Throbbing, Pulsing Desire

A new Radiolab podcast talks about addiction, particularly focusing on the use of somewhat-newer drugs like baclofen, acamprosate, naltrexone, buprenorphine, others. It’s interesting to hear the words they use.  One guy, after taking baclofen, says “I would try to use cocaine, I couldn’t feel the effects of it“.  Then he says “when I was taking it, I didn’t have no cravings“. Anna Rose Childress, an addiction researcher working with this guy, says “He could get the high again, and the craving went through the ceiling”.  Does this anecdotal evidence (and there are other examples in the podcast) equate euphoria with craving? Mark Willenbring says that when you use a drug like naltrexone “It’s a buzzkill…you don’t get the happy warm feeling”. It seems intuitive that this could alter addiction, but as Dews said in 1977:

“… it was supposed that the prediction of addiction liability was essentially equivalent to prediction of euphorigenic power. As with most self-evident ideas, the mere matter of there being essentially no evidence in favor of it, and much against it, had little effect on its acceptance.”

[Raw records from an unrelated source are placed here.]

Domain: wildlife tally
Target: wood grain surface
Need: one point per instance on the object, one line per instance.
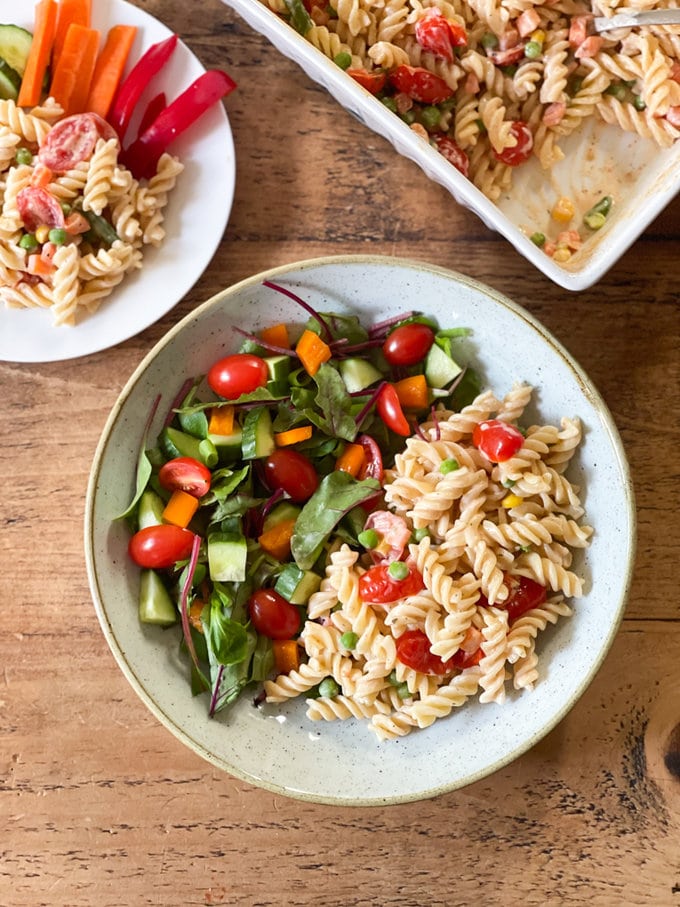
(100, 805)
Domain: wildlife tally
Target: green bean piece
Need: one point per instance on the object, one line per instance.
(328, 688)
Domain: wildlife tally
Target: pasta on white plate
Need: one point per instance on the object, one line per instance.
(491, 544)
(492, 84)
(109, 218)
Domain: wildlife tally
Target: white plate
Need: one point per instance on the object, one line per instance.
(600, 160)
(278, 748)
(196, 217)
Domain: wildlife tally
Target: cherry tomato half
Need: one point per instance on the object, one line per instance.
(420, 84)
(376, 584)
(408, 344)
(525, 594)
(497, 440)
(185, 474)
(272, 615)
(521, 152)
(390, 411)
(292, 472)
(161, 546)
(413, 650)
(238, 374)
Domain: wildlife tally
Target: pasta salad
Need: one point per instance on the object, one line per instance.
(492, 84)
(74, 221)
(342, 514)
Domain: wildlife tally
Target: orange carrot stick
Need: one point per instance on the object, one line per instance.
(109, 68)
(44, 28)
(73, 74)
(71, 12)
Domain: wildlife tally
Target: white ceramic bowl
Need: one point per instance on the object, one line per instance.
(599, 160)
(278, 748)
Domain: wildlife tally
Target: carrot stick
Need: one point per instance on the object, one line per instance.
(109, 68)
(293, 435)
(180, 508)
(312, 351)
(71, 79)
(44, 28)
(71, 12)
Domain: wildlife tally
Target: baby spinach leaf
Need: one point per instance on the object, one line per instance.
(338, 492)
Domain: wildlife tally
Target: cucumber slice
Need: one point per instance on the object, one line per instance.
(15, 45)
(10, 82)
(258, 435)
(155, 604)
(358, 374)
(296, 585)
(227, 553)
(440, 368)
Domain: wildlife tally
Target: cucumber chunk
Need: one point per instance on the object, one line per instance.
(258, 435)
(227, 553)
(155, 605)
(296, 585)
(15, 46)
(10, 82)
(440, 368)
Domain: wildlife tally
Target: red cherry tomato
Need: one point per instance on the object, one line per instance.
(272, 615)
(521, 152)
(376, 584)
(292, 472)
(238, 374)
(186, 474)
(525, 594)
(161, 546)
(497, 440)
(390, 411)
(413, 650)
(435, 33)
(374, 82)
(373, 466)
(420, 84)
(453, 153)
(408, 344)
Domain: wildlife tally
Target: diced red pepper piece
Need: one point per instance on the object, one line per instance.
(141, 158)
(129, 93)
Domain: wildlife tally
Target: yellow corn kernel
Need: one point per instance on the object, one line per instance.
(563, 210)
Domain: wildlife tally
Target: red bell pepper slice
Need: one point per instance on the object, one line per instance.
(141, 158)
(127, 96)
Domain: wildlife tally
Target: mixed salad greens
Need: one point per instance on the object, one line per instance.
(262, 465)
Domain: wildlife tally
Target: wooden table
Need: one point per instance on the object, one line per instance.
(100, 805)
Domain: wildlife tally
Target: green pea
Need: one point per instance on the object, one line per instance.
(398, 570)
(369, 538)
(29, 242)
(57, 235)
(23, 156)
(430, 117)
(349, 640)
(328, 688)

Thanks to Terry Robinson for that quote. But was Dews right? Terry says yes, and in several papers (here’s one) he says that the brain changes, or sensitizes, during drug exposure. Then he says that “the brain systems that are sensitized do not mediate the pleasurable or euphoric effects of drugs (drug “liking”), but instead they mediate a subcomponent of reward we have termed incentive salience (drug “wanting”).” So, while studies show that drugs like naltrexone reduce drug-induced euphoria, craving, and drug intake (particularly alcohol drinking), that doesn’t mean that all these things are related.  It’s more likely that these drugs are non-specific, in that they affect pleasure and “craving” systems through separable biological substrates.  Insert lots of neurobiological studies here. It’s a little confusing because we certainly link the opioid system to pleasure, so of course we want to equate pleasure with drug reinforcement. But opioid receptors are present on pleasure and incentive salience systems in the brain.  So an opioid drug like heroin causes pleasure and leads to craving.  Conversely, naltrexone reduces pleasure and craving, even though pleasure and craving are separable in the brain. Note that the story probably will be pretty different depending on the drug class.

At any rate, we’re going to hear more examples of this, equating euphoria with drug craving, because it’s so easy to think about addiction this way. In terms of treatment, however, we may want to avoid a non-specific drug that affects euphoria, because there may be mood-related consequences. Unfortunately, finding drugs that specifically reduce craving seems to be tricky.